For that land it was the flowering time of the age and the people; and the bud that was about to open into the perfect flower had its living symbol in the little creature racing over the bluegrass fields on a black pony, with a black velvet cap and a white nodding plume above her shaking curls, just as the little stranger who had floated down into those Elysian fields--with better blood in his veins than he knew--was a reincarnation perhaps of the spirit of the old race that had lain dormant in the hills. The long way from log-cabin to Greek portico had marked the progress of the generations before her, and, on this same way, the boy had set his sturdy feet.

page 101 Chapter X

4 comments:

DuneFan said...

Thanks for sharing this wonderous description of the land that I love!

Dave said...

Jesus, what a lot of white supremacist B.S. Instructive, though - thanks for sharing it.

DuneFan said...

Did I misread this passage from Fox? Did I misunderstand something? Where is this "lot of white supremist B.S."????

Rebecca Clayton said...

To tell you the truth, the more I reread Fox, the less I understand what he means. This matters to me because he was instrumental in forming the modern American's view of Appalchia.
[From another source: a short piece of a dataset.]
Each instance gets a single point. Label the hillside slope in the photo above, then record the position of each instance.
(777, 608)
I think it's the "bloodline talk" that Dave interprets as white supremacist, but if you read the passage carefully, Fox leaves no race or ethnicity uninsulted. Even the "Saxon race" has a propensity to "stray" from the path the Great Mother intends. As for the other forebearers of the Bluegrass, none would approve this: "the upright sturdiness of the Scotch-Irishman, without his narrowness and bigotry; the grace and chivalry of the Cavalier without his Quixotic sentiment and his weakness; the jovial good-nature of the English squire and the leavening spirit of a simple yeomanry..."

It's perplexing stuff. Fox (in 1898) was describing the pre-Civil War Bluegrass, imagining an impossible paradise, "a land of peace and of a plenty that was close to easy luxury--for all." The Bluegrass is indeed beautiful, as are the mountains he calls "Kingdom Come," but I'm sure most people had to work for a living, and slavery and indentured servitude were not fun anyplace.

Fox managed a coal mine in Big Stone Gap. His talk about a "Great Mother" alternatively suckling her chosen people and trying them with adversity....what did he mean by all that? Was he indulging in flowery metaphor, or was he some sort of Neo-Pagan?

I'm not a bit surprised that dunefan and dave saw entirely different content in this passage. This book was the first American novel to sell more than a million copies. It seems important to understand Fox's point, but I haven't figured it out yet.